とある都市生活者の独白

東京に暮らす大学院生が思いつきでブログを書いています

「昭和生まれにしか分からない」が分からない

どうでもよい話を長々と。インターネット上で「昭和生まれにしか分からない」「今の小学生は知らない」という文言を耳にするたびに違和感を覚えるので、その感覚をかなり主観的に掘り下げてみた。

www.buzzfeed.com

例えば、この記事とは違うソースだが、カセットテープと鉛筆の写真に「昭和生まれにしか分からない」と書かれたツイートが流行していた。だが、私の記憶が正しければ、21世紀以降もしばらくはカセットテープが一般的に使われていたはずだ。テープの中身を引き出してグシャグシャにして怒られて、鉛筆でくるくる回して戻して。むしろ、ポケベルやPHSフロッピーディスクなんかが当時「平成」を象徴するものとして捉えられていたとすれば、意外とこの類のクイズ自体が的を外している感じもある。

1989年以降に何かと「ポスト」という接頭辞が付くから、この時期を境に「昭和」が終わったという考え方はある程度説得力を持っているが、文化に関して言えば、平成になって28年が経つ現在も昭和の遺物があちこちにある。カセットやVHSもそんなところで、とかく連続性がある。63年も続いた「昭和」の文化を一括りにしようとするのも、どこかチグハグになってしまう気がする。例えば、『クレヨンしんちゃん オトナ帝国の逆襲』や『20世紀少年』の中で「昭和」を象徴しているのは、大阪万博を中心とする1970年前後の文化。一方で、ブームを代表する映画『ALWAYS 三丁目の夕日』は東京タワー完成直前の1958年が舞台となっている。最近は平成に跨るバブル文化までもがそうした「昭和」のイメージの文脈で語られるようになってきた。こういったことを考えると、戦後復興からバブル崩壊に至るまで、絶妙に指示する時代のイメージが異なる使い勝手の良い言葉として、「昭和」は「平成」の中で再構成されてきたのではないだろうか。
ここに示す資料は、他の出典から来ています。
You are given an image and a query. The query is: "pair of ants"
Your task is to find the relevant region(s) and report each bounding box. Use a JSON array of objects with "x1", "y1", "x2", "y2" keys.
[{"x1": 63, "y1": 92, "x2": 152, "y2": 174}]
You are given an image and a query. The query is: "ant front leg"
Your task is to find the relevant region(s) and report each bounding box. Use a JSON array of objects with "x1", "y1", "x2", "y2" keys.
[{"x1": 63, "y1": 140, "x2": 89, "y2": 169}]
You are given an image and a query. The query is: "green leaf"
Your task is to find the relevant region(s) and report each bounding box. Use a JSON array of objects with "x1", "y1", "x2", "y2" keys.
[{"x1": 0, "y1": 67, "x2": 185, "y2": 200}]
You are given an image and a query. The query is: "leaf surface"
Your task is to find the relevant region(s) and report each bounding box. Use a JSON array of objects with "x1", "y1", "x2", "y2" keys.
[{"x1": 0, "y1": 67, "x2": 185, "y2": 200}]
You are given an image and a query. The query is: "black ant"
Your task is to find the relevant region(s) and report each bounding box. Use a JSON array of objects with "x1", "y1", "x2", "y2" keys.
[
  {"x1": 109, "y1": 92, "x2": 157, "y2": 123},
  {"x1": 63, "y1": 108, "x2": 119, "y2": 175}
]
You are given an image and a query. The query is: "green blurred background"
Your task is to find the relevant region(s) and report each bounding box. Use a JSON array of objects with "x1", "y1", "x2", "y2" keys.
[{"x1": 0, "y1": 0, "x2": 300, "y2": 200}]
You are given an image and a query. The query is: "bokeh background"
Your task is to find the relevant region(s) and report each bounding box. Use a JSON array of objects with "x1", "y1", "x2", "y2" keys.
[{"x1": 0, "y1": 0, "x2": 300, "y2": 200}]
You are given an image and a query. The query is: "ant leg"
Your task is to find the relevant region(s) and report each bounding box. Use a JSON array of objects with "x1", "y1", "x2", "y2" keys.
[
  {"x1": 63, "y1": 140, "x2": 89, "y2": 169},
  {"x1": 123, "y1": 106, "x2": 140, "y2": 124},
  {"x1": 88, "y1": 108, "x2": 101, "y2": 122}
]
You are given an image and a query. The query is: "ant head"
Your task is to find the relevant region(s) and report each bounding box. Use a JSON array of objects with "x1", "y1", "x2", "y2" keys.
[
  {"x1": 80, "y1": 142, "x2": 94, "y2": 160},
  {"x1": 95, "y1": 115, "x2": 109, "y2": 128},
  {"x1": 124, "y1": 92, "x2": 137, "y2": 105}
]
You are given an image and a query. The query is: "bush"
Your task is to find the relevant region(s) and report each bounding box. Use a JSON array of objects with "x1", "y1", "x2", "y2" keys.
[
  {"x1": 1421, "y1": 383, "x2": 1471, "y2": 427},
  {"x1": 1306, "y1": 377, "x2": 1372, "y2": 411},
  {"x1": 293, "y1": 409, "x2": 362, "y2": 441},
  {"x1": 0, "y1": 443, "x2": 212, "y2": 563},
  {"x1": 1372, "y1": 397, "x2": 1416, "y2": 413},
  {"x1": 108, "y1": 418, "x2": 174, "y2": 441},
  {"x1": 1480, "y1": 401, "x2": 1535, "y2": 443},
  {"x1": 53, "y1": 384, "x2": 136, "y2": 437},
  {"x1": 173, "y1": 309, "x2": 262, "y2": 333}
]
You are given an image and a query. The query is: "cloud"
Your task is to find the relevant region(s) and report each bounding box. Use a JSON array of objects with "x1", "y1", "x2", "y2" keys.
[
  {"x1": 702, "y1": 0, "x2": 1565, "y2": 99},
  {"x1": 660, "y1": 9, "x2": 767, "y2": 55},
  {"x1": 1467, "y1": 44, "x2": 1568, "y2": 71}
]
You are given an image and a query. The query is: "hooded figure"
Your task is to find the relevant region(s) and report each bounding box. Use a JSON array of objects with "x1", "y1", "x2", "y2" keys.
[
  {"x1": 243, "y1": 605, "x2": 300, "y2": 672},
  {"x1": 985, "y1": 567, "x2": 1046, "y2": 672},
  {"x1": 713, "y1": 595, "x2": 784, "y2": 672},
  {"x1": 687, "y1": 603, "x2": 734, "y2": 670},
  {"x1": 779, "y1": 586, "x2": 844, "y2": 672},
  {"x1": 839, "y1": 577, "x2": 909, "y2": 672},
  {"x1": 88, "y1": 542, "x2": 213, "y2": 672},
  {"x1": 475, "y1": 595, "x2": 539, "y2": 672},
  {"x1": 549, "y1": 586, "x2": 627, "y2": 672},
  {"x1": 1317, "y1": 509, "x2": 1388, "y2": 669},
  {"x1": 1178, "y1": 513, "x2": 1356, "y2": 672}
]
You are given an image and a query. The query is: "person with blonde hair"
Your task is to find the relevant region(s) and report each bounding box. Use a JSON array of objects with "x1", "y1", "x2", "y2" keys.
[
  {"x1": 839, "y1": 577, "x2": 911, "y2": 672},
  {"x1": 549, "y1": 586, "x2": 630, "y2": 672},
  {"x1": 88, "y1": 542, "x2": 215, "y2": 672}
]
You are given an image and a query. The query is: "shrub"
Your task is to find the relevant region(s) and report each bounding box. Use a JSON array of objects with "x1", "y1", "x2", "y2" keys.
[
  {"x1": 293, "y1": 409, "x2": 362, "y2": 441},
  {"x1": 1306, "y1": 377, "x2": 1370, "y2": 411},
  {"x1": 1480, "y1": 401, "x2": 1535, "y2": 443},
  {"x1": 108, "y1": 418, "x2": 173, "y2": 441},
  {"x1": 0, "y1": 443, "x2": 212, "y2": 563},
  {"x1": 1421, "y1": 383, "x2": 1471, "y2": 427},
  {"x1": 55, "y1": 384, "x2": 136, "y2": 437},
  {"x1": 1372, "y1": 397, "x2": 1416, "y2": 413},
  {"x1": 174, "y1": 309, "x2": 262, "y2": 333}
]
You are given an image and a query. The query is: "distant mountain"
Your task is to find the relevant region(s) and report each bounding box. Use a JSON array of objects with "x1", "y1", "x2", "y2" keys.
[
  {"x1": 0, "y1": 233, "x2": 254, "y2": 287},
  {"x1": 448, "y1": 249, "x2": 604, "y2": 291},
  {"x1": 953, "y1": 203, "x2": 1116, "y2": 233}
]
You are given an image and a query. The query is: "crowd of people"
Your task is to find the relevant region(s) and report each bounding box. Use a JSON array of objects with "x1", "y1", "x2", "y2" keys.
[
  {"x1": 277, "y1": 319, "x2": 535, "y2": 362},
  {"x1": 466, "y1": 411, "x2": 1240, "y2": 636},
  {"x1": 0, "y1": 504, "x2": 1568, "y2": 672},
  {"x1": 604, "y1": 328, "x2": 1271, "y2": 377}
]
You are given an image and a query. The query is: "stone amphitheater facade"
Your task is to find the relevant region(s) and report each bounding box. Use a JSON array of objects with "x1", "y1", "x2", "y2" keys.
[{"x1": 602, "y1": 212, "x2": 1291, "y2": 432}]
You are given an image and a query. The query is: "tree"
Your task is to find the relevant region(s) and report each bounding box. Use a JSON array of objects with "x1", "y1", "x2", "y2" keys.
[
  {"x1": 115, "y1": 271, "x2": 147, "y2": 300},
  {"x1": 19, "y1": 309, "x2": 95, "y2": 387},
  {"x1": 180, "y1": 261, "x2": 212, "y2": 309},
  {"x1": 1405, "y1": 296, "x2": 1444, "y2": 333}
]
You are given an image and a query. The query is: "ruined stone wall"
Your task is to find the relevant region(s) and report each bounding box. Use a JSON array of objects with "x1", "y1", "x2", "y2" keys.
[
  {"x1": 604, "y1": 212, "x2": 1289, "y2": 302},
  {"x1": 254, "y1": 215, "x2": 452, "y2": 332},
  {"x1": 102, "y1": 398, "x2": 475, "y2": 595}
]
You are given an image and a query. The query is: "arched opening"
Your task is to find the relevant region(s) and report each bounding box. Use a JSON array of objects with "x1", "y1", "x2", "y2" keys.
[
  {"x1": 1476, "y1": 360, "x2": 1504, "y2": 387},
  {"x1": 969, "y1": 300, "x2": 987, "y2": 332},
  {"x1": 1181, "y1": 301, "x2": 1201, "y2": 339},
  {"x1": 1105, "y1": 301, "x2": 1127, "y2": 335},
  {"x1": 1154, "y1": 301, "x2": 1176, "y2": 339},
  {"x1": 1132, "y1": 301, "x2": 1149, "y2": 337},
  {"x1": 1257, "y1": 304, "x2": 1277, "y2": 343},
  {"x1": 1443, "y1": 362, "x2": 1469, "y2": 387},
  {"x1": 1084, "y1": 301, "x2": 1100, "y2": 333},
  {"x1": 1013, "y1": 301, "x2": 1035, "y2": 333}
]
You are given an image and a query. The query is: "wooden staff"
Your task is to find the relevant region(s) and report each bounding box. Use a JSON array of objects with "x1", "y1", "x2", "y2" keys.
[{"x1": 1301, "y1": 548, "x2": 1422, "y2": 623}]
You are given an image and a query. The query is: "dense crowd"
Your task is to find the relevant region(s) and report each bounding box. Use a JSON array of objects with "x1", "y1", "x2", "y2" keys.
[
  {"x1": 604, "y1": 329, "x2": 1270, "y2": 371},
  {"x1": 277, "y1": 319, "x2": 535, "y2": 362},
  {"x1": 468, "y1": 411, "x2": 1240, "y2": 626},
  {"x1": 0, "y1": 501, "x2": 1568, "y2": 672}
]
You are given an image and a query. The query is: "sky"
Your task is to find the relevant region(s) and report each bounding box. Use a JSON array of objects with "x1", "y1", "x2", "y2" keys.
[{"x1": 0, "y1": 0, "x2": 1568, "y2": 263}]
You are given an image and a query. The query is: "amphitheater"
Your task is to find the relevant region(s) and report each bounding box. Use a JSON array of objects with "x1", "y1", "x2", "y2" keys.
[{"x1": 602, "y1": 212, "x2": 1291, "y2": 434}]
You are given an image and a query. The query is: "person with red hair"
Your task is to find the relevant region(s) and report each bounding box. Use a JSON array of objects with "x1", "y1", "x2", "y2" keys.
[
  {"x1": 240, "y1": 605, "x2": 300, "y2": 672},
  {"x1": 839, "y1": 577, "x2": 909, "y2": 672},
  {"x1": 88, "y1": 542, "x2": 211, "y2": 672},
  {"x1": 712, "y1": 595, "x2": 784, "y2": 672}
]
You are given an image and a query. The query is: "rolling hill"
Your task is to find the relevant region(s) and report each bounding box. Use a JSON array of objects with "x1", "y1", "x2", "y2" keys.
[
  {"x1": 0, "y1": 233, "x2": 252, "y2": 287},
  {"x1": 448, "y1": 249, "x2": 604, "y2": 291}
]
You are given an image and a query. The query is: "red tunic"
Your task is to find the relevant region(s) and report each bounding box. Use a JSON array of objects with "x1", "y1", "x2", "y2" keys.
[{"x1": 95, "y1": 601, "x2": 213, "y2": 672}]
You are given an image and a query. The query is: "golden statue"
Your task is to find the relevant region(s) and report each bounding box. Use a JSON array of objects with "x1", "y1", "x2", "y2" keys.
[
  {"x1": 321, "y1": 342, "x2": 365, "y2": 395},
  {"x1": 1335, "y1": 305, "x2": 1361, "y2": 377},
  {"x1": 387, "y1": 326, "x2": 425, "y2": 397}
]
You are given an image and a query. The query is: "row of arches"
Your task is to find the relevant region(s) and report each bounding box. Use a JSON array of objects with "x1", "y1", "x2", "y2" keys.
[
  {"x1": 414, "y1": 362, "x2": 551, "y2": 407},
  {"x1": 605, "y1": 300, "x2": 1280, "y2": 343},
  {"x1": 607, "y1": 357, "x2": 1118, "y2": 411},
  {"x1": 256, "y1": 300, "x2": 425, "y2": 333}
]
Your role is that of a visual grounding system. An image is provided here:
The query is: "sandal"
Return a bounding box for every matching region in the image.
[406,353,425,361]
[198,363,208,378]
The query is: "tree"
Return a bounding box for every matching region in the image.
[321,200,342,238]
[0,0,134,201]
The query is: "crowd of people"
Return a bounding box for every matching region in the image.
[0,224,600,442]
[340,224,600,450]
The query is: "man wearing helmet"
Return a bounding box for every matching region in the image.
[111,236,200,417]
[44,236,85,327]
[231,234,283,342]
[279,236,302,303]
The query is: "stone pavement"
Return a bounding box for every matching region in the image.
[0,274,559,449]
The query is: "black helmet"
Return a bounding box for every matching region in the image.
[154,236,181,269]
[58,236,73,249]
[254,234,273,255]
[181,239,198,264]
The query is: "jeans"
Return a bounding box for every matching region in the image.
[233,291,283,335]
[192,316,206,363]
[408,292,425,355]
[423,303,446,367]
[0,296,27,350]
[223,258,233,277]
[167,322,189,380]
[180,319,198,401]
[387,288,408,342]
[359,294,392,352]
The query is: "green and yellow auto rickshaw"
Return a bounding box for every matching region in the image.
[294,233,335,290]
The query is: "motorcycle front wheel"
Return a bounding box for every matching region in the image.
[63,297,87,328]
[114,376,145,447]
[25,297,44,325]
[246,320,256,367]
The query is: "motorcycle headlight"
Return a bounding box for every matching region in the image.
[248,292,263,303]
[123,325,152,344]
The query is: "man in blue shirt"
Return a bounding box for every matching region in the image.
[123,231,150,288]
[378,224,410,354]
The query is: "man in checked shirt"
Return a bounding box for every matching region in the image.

だからこそ、最近になって「昭和」ブームが「昭和生まれ」と書き換えられた点は興味深い。昭和を生きていた人ではなく、昭和に生まれた人というこの緩和制限は一体なんなのだろう。昭和63年生まれはまだ29歳ぐらいの若者だし、平成生まれの「昭和」であるということに憧れを抱く若者と大差がない。動画投稿サイトにアップされている膨大な映像は生まれる前の文化にも触れられるタイムマシンで、体験を伴わない知識を得ることもできるようになった。「昭和」と呼ばれるものは単に一過性の流行だけじゃなくて、より大きなイメージを体現していて、それがゆえに平成生まれの人間をも魅了しているように感じる。それだけに「昭和生まれ」を「平成生まれ」から手続き的に差別化する言説にはなにか残念さがある。

私自身もそうした古い文化が好きな若者の一人だが、昭和文化が現代の文化よりも魅力的なのは、それが「共有可能な文化」だったことだと思う。皆が同じ文脈を共有しているということ。それは同質的で国民国家的だと批判されることもあるわけだけれども、誰もが島宇宙の中で生きていて互いに分かりあえない時代において、一つの消費のジャンルとして残っている。その用法が「昭和生まれにしか分からない」という差異的な表現となるならば、それが本来持っていたそうした良さは失われてしまう。「生きてない時代について何も知らないんだから」となっては不毛ではないだろうか。大袈裟かもしれないけれども。